第33話 魔導具1

 社長と古物商の二人を帰して、日が暮れるまで待った。

 麗華さんが来てくれたので食事をしながら、雑談だ。

 麗華さんは、経済学部なのだそうだけど、趣味でピアノを練習しているとのこと。

 そして大学の文化祭で演奏を披露しているんだそうだ。頼まれているらしい。

 少し先になるけど、結構大きなコンクールにも出るらしい。


 それと、やっぱりだがモデルの仕事をしていた。

 読者モデルというものらしいけど、僕は良くは知らない。今度雑誌でも買ってみるか?


「やはりと言うか、モデルの仕事もしていたのですね……」


「やはりというのは? モデル会社に登録しているだけです。会社の宣伝になると言われたので……。

 去年の文化祭で誘われるままミスコンに参加して、優勝してしまいました。それで、スカウトされて……。

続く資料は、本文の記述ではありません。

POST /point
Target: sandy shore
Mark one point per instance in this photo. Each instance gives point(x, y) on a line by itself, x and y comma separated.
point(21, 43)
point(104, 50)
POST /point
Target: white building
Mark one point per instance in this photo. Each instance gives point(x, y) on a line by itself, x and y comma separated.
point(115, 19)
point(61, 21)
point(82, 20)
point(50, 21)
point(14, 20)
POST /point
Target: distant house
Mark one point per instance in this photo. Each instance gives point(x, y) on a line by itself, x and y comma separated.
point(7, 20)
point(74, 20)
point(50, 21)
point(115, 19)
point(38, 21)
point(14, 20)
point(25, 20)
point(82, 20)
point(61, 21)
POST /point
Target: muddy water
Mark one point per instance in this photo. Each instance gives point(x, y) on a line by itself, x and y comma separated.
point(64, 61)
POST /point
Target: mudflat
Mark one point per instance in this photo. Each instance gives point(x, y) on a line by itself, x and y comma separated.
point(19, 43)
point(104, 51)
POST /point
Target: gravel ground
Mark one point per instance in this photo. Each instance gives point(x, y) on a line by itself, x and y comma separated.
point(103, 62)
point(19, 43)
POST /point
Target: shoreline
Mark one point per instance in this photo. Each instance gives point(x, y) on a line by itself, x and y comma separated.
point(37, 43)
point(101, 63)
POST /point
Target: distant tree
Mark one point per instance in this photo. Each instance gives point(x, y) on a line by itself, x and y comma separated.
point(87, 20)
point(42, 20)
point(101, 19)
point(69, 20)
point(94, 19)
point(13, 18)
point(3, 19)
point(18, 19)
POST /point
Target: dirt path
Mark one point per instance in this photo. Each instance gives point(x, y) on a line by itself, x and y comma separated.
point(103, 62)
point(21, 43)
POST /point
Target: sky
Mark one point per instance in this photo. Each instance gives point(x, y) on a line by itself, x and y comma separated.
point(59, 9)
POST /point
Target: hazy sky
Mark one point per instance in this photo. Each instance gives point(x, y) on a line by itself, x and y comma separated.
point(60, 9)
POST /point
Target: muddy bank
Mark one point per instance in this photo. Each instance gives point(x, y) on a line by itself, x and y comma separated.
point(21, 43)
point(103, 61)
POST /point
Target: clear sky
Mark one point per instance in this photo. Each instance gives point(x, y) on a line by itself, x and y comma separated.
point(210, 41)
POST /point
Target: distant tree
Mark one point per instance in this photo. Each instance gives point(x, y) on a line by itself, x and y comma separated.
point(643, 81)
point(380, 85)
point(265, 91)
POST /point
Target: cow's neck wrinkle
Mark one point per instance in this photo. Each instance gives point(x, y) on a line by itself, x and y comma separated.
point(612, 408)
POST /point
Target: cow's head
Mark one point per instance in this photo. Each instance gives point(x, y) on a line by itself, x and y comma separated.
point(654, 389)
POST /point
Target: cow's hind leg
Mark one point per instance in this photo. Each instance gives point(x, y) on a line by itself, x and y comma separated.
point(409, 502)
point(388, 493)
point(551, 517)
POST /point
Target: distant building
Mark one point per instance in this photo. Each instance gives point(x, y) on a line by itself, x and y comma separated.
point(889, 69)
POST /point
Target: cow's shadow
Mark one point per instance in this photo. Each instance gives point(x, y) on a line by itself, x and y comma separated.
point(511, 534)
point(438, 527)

 それに仕事と言っても、月に一度、ファッション誌の片隅に乗るくらいですよ?」


 専念すれば、トップモデルにもなれるんじゃないのかな?

 でも、学業とピアノもあるのだろうし、そう単純にはいかないのかもしれないな。将来的には会社のことも考えているんだろう。

 今日はそんな話をして、晩ご飯を頂いた。





 日が暮れてから、誰にも見られていないことを確認して、ログハウスに移動する。見られていても問題ないらしいけど。

 ログハウスの宝物庫を開ける。

 今日は、装飾品を見て行く。


『装飾品ですが、冠・ネックレス・イヤリング・指輪などがあります。元の世界でも使えますが、お勧めしません』


 一つ取ってみと、サクラさんが説明してくれた。


 ・鳳凰の腕輪……状態異常無効。肉体が死亡しても、一定時間は魂を繋ぎとめる。体力+100%


 体力+100%? こんな物が必要だったの?

 効果が高すぎる。違う違う。今欲しいのはこんな物じゃない。

 他の物を取ってみる。


 ・銀の認識票……自分を見つめ直し、集中力を上げる。集中力+5%


 この辺りかな?

 祖母の初期作品、もしくは、失敗作が置いてある場所を見つけた。他の装飾品とは、置かれ方が異なり、少し雑なので当たりをつけた。

 目的になりそうな物を探して行く。

 

 ・壮健の指輪……肉体の成長を助ける。筋力増強の効果。体力+10%

 ・湧水の指輪……精神を安定させる。内包されている湧水を使い切ると効果が無くなる。知力+5%

 ・退病の指輪……病気を寄せ付けない。だだし、以前から患っている場合は、効果が出ない。防御力+10%


 う~ん。微妙……。なんか違う。


「佑真さんの病気の進行を止めるようなものはありますか?」


『病気の進行を止めるだけであれば、薬草を煎じて飲ませれば良いですね。

 また、エリクサーであれば、完治させることが出来ます。

 薬丹は、効果が高すぎますね。部位欠損まで治してしまいます。

 でも、良いのですか? 成分を調べられると大問題が起きてしまいますよ?』


 そうか、祖母は薬草を配っていたんだな。

 それだけでも、街の人達は感謝したんだろう。


「薬草もオーバーテクノロジーなのですよね?」


『もちろんです。魔力が含まれていますからね』


 ……。佑真さんにだけ飲ませる方法を考えた方が早いかな?

 装飾品であれば、騒ぎも起きないと思ったけど、丁度良い物がないし。

 いや、待てよ。


「僕でも装飾品を作ることは可能ですか?」


『う~ん。出来ますが、優未さんの優秀な装備が揃っているので、時間の無駄だと思ってしまいますね』


 今は、余り時間が取れない。

 サイオン製作との繋がりを断ってしまっては、意味がない。

 僕の自己満足かもしれないけど、社長さんと古物商さんは、薬草を欲している。そして、渡してあげたいけど、現代では大問題が起きてしまうな。八方塞がりだ。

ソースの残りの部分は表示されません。